In defence of the Oshawa brain trust the buyer was from Toronto.....go figure


----------



## hollowbody (Jan 15, 2008)

ccuwan said:


> Hey HB....Fact is it is a JD (Jerry Donahue) tele.......soft V neck, vintage frets, strat neck pickup, standard tele bridge, bound body and specialized 5 way switching. Now maybe it is also a JV but I think the JV stuff came before the E series and mine was built in the 90s. Very very sweet guitar though and I couldn't be happier.
> 
> After buying it from a seller in the Boston area it arrived with an excellent hard case and a pair of Custom Shop pickups installed which were both unexpected......bonus!!!
> 
> In defence of the Oshawa brain trust the buyer was from Toronto.....go figure


Ahh, makes sense. I wasn't thinking straight. Yeah, those are sweet axes!

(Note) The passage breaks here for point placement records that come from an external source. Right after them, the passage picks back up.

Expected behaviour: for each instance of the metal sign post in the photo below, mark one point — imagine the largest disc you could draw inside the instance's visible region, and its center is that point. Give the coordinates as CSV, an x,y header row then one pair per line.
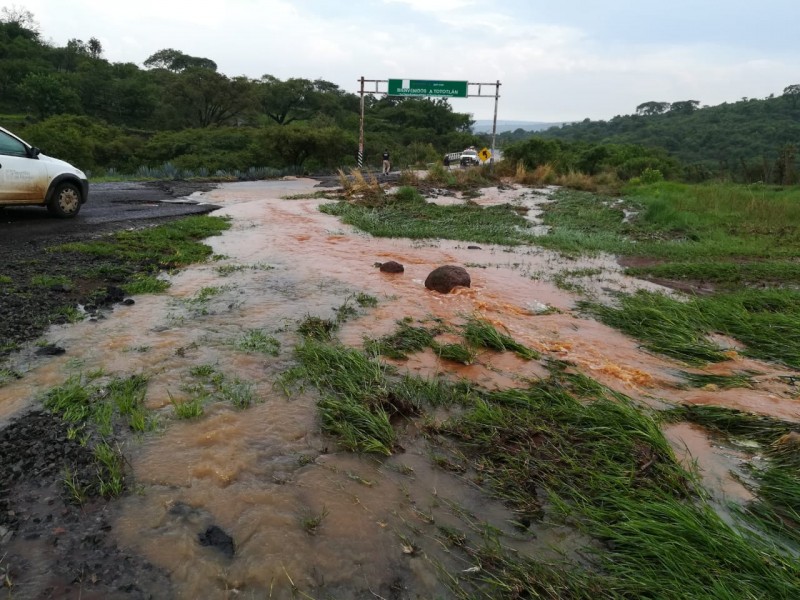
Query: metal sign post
x,y
430,89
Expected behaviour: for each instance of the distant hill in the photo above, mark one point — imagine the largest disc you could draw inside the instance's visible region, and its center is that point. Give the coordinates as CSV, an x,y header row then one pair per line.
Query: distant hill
x,y
748,140
485,126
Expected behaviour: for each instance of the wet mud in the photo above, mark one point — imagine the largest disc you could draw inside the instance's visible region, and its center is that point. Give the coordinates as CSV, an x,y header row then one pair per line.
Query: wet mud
x,y
257,502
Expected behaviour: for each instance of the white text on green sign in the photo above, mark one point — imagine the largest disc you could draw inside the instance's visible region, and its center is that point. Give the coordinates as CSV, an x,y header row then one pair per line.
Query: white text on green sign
x,y
423,87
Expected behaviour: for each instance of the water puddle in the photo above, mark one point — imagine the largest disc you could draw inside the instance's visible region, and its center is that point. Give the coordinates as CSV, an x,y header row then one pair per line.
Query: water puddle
x,y
303,516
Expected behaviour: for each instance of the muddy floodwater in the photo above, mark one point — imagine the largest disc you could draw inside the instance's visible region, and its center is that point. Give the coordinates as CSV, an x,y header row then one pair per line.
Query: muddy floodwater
x,y
306,519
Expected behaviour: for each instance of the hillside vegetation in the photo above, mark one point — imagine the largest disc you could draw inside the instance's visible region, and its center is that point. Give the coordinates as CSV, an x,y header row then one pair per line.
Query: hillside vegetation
x,y
179,109
748,141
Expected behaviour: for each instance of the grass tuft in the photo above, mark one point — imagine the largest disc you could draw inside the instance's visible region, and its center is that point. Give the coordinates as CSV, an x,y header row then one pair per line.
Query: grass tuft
x,y
480,333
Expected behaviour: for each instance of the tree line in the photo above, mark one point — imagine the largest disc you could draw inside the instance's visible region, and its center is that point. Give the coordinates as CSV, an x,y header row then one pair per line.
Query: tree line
x,y
179,108
749,140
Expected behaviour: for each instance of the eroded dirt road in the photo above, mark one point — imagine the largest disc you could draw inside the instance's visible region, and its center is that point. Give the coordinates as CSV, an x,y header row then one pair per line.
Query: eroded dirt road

As for Toronto, there's a lot of C0 in the air. It makes some of us do silly things


----------



## ccuwan (Jul 9, 2008)

Thanks HB
I'm about to swap out the 5 way system and set it up with a 3 way and all the right stuff like cts pots, PIO cap Oak Grigsby switch etc. Bought a full exchange kit from Jon Moore. Also bought an extra plate and knobs so I can swap the 5 way back in if I choose with very little effort. Figure it might help somewhere down the road should I choose to sell as well but right now that's the last thing on my mind. This is the nicest playing guitar I think I've owned.....or maybe I'm just overzealous like when you have a new lover.....oh well it's great right now!!!


----------